As I sit with my mom, whose eyes flicker almost imperceptibly between open and closed, it’s hard not to think of her as one of those. ♥
I have ventured into the mall to get “just one more thing.”
Everyone seems to be here, cycling up and down the aisles in an endless search, Roomba vacuums narrowly avoiding hitting shelves or each other.
I am grouchy. Lines are long. Cars move slowly through the Moebius-strip like parking lot circuit.I want to tap on the horn to speed them up, but I know it wouldn’t do any good. I wonder about the legal trouble I’d get into if I drove directly over the grass berm to the street.
Why did I come here? I had most of my gifts purchased early and conveniently delivered via Amazon. But last night I had a haunting vision of that one, poor family member, sitting amid the colorful litter of everyone’s unwrapped gifts, lower lip trembling. Does my family even love me?
Target is a sad and desolate place today, its employees tired and its shelves and racks depleted. Except for an odd selection of things:weirdly abbreviated women’s sweaters, manly flasks, and…..bath bombs. There are lots of bath bombs. If they actually exploded, that would make for an interesting gift. Alas, they do not.
I continue searching for something, anything, for a present. My thoughts go toward condemning our country’s consumerism, embedded in us so deeply that we don’t feel good unless we’re buying things. I think of how Jesus himself would see this. Would he, who was born in the poorest of circumstances, approve of this scene? Would he replay the biblical scene in the temple in Jerusalem, by kicking over the Santa and Rudolph plushies, mad that they were an affront to the seriousness of his birth? Would he overthrow the displays of green and red bath bombs?
I believe God is able to be sad about the need-to-buy desperation, while deeply loving the people caught up in it.
Jesus would be looking at the people pushing the carts. The ones who are here because it’s the first day they could drop their kids off with a relative so they could go buy them gifts. Jesus would be looking at the employees, working one of the three jobs they need to work in order to afford to rent a room in Silicon Valley. Jesus would look at my grouchy heart, sad that I am making unnecessary stress for myself this morning (Finally nailed that gift for Aunt Flo—and it was on sale!) when sitting down and listening to Aunt Flo would be less tangible but a more memorable gift.
When my freshman English class read Fahrenheit 451 this year, we learned that a dystopia starts with a good intention. One that is thoughtful and fair. Then it gets twisted out of proportion. In the Christmas shopping scenario, our desire is to show our family and friends that we value them. We want to see their faces light up when they open a gift. We have family friends who excel at giving joy-inducing gifts to one another, and it’s a beautiful thing. But I don’t feel great when I buy something just to give somebody something to unwrap with my name on it. I want to think differently next year.

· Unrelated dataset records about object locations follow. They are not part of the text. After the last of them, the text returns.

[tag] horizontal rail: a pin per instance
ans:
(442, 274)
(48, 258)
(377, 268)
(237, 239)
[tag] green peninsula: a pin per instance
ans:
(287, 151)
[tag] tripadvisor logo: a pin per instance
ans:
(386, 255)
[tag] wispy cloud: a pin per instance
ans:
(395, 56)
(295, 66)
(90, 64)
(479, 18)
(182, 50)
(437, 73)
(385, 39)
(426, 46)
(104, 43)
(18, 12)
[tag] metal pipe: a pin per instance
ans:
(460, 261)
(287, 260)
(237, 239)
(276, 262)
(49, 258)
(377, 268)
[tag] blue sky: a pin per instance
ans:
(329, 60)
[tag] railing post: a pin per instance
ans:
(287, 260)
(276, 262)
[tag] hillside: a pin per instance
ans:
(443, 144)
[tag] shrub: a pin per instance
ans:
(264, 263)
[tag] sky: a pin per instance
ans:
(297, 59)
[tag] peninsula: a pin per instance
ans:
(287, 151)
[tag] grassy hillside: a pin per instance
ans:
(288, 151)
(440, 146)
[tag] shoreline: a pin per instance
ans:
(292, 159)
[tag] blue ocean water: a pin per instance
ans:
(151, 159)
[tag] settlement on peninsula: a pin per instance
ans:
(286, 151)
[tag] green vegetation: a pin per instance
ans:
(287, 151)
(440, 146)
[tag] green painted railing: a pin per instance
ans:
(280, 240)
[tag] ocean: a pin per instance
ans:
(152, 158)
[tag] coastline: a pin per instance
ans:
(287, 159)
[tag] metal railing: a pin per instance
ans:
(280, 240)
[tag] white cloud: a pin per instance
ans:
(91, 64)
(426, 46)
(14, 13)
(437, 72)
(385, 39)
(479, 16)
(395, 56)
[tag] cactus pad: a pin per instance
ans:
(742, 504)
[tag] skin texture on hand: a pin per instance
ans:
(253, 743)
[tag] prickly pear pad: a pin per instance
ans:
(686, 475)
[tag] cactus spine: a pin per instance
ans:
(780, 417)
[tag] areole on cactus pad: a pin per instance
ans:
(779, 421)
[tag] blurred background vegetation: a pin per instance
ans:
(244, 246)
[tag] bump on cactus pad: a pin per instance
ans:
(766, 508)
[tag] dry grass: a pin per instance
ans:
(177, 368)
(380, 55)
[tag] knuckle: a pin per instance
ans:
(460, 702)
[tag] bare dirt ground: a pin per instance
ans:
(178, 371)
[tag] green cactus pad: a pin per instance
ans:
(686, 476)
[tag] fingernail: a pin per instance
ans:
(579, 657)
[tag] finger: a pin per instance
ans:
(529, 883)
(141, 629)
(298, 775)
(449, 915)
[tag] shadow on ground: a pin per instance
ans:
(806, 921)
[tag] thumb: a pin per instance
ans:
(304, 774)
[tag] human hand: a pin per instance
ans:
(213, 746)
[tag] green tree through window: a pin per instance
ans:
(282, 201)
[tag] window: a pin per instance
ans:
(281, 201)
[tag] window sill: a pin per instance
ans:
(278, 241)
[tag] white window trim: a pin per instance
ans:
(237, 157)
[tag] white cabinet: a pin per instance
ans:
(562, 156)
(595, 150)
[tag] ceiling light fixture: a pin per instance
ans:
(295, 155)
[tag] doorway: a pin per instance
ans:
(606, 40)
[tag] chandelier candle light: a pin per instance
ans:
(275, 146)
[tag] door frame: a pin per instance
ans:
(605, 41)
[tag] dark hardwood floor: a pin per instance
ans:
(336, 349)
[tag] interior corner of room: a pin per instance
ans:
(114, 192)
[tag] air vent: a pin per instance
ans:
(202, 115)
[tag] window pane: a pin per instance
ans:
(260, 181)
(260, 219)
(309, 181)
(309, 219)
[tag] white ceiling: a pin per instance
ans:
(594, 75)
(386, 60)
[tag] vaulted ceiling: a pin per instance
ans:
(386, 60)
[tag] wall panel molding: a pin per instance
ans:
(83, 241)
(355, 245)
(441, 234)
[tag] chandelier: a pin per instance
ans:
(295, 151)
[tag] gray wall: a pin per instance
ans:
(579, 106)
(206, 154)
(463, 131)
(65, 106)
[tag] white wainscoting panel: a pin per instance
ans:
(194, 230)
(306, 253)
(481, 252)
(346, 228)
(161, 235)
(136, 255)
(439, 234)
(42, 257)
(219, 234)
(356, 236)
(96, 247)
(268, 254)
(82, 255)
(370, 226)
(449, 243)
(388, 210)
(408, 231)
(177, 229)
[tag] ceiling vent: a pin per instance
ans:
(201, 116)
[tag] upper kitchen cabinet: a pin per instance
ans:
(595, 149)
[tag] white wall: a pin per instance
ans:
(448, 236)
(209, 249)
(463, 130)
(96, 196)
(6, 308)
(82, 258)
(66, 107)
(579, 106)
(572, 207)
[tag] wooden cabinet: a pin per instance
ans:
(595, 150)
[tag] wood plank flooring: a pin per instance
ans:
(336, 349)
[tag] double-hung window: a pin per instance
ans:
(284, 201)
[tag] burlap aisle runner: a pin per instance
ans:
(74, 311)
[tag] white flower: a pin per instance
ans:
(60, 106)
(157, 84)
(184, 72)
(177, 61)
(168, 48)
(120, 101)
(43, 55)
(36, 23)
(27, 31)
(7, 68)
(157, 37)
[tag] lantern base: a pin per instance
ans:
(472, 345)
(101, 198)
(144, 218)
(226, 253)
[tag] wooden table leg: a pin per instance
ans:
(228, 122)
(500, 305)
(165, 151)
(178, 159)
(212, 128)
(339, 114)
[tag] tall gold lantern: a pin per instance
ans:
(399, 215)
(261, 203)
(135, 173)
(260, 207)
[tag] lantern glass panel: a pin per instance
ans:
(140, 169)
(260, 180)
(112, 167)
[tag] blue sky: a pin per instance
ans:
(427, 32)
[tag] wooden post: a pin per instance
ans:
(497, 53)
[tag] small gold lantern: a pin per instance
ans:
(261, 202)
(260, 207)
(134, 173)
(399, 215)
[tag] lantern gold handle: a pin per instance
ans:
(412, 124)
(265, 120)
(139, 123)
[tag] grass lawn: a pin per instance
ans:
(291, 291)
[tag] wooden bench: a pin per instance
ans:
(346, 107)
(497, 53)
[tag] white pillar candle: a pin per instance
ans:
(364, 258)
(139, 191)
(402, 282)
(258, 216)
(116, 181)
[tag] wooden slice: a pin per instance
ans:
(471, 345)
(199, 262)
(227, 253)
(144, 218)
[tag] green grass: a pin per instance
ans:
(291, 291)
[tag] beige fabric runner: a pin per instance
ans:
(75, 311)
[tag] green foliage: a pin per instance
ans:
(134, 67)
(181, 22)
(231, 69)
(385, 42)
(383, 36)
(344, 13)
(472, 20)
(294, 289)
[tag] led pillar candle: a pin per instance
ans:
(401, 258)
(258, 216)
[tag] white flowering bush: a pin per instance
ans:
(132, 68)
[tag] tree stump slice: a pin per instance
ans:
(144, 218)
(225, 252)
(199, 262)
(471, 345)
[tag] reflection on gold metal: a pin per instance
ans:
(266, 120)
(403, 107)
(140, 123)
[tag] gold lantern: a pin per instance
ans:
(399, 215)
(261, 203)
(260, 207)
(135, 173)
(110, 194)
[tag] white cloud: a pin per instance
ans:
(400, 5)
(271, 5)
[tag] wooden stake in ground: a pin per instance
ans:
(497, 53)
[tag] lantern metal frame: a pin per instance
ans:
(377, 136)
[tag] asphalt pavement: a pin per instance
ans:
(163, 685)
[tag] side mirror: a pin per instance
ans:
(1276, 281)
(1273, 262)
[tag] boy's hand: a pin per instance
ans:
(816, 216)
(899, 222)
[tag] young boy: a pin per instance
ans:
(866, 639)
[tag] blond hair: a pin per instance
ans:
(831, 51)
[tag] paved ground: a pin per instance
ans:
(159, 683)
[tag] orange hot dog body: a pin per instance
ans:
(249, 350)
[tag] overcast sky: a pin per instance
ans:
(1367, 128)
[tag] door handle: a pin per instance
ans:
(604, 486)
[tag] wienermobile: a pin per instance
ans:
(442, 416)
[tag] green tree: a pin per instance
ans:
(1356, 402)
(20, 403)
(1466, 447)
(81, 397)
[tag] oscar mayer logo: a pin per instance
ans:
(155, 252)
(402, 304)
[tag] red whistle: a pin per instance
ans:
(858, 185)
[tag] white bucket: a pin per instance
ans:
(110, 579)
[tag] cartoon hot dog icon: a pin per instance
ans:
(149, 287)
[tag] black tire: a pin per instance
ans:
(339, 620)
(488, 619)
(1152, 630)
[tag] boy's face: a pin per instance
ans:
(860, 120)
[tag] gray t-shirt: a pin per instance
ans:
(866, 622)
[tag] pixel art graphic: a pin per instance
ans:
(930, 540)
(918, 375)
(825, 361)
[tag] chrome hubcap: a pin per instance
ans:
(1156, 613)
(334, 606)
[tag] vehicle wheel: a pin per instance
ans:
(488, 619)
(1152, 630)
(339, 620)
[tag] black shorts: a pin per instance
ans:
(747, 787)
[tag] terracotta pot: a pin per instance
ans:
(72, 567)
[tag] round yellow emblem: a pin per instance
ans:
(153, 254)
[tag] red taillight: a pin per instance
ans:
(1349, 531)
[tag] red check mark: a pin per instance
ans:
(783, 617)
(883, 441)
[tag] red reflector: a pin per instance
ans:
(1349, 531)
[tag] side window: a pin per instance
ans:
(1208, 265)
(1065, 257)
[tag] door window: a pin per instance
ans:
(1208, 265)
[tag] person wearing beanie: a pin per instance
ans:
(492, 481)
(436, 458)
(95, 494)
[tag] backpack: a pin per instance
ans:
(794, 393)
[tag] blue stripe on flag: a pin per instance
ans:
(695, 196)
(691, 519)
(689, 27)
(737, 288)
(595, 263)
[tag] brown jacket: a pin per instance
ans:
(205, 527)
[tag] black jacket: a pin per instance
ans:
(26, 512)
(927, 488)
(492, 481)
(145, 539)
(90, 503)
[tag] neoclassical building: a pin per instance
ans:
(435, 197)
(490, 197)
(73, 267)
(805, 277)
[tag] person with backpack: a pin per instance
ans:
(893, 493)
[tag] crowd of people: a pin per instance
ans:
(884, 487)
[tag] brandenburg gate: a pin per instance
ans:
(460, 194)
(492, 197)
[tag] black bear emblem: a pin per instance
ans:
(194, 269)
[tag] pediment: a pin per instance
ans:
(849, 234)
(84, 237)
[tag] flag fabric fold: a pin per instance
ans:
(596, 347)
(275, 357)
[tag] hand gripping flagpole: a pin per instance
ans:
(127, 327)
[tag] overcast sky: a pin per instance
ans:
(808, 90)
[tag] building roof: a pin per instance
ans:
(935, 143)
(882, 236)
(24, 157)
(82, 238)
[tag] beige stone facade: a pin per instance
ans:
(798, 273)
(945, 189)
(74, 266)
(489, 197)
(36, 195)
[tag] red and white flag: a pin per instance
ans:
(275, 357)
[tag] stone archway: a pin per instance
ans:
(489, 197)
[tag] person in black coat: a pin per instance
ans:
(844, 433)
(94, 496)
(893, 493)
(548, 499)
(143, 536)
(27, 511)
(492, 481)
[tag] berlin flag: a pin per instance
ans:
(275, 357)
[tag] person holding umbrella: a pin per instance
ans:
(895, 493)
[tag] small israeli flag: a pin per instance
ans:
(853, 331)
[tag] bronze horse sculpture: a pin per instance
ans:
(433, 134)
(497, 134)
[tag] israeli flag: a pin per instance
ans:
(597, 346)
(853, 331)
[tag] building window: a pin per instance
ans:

As I hang out with my family today, the grouch in me is receding. Rain has started here, just enough to give us some seasonal ambiance here in California. From the kitchen, there’s the smell of freshly baked bread. In the other room, I hear sounds of bumping, crinkling and giggling that accompanies gift wrapping. I am happy. I don’t need much else.
To all of you, your family and friends–best wishes for a Merry Christmas and/or happy holiday!